I stuffed my hands into the pockets of my snowpants, which had replaced my indoor clothing on our way out. They were probably talking about magic, with Jem asking for more plants to learn about, or activities to try. When he wanted something, he certainly knew how to commit.
The weather outside in Tlalocan was calm. It was cold, but not too cold, and the air moved just enough to stay fresh without biting. It was deathly quiet. Clusters and banks of withered plants slept beneath a thin layer of snow under the skeletal branches of fruit trees, some with desiccated fruit still frozen to their branches. Even beneath the heavy shroud of Fuego-induced winter, the garden had a peaceful feel.
Xolotl sent his dogs off into the maze of plants. Grifo, who had come along without me noticing, fell into step at my side. He was alert but relaxed, his ears perked and his head tipped to one side like he was listening for coywolves. Emma scratched his ears.
Breaking the silence seemed a misstep, somehow, so I contented myself with watching my dog and the cloud-heavy sky for signs of danger as Xipe and Xochi exchanged a nod and set out into the garden, leaving the grey stone safety of the house behind.
Time itself seemed to bend in the endless quiet of snow, grey, and once-lush vegetation as we walked. Tlalocan was a mix of tamed and wild space that I found oddly soothing. We waded through once-meadows between neat, linear flowerbeds, or followed flagstone paths that meandered among wild thickets of bushes and trees. The landscape phased between forest, field, and ordered garden in a haphazard patchwork that blended like a quilt the longer we walked. Comforting and familiar, but just irregular enough to stay interesting.
At one point, we passed a rock outcrop like a miniature mountain, complete with tufts of montane plants. Some even looked alive, if dormant for the winter. We skirted ponds and wetlands, all frozen, and what looked like replicas of the Mexica's floating gardens. Every kind of landscape was here, all within a short walk of one another. Gathering plants for food or utility must have been easier than breathing when this whole place was green.
Xipe was certainly availing himself of the frozen bounty, and plucked dried leaves from plants and bushes that he identified on our way by. At one point, Xolotl pointed him to a tangle of vegetation huddled at the base of a rock. We had to stop to let the two of them fill a small bag with the winter-dried leaves.
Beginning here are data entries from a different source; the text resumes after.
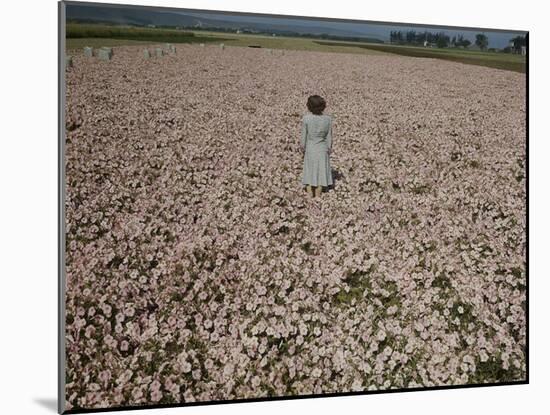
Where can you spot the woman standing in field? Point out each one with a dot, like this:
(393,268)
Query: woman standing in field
(316,144)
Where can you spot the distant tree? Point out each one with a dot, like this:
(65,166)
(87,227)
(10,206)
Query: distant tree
(482,41)
(410,36)
(518,42)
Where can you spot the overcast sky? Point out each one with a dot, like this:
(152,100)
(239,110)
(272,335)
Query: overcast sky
(497,39)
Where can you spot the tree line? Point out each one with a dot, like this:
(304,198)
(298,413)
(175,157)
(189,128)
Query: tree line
(442,40)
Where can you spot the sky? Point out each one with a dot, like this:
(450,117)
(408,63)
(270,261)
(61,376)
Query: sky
(497,39)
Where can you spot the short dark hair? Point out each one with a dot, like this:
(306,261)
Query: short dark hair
(316,104)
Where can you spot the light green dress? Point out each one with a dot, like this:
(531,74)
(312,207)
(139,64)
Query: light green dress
(317,140)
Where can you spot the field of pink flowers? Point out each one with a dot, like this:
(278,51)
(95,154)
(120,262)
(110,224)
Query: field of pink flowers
(198,270)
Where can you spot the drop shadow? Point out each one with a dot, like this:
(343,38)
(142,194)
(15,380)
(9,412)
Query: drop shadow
(337,175)
(48,403)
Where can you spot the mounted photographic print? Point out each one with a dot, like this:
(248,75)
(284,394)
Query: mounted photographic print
(258,207)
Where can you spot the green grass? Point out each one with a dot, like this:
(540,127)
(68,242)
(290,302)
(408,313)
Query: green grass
(96,35)
(498,60)
(288,43)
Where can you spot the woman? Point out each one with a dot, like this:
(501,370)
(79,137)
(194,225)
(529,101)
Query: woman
(316,143)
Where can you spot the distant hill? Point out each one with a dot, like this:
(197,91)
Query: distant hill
(141,17)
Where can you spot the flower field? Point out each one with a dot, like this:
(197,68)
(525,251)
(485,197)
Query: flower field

A minty smell wafted over me. This was the tea Xolotl had made for us on our first day at the gods' house. That felt like eons ago.
Xochi seemed keen to keep moving, and eventually pulled her brothers from their task. Xolotl's dogs returned as we rounded the edge of a small lake. The gods slowed. They seemed more alert than they had been when we'd left the house, and Xipe stopped gathering. All three walked more softly. Emma and I copied them.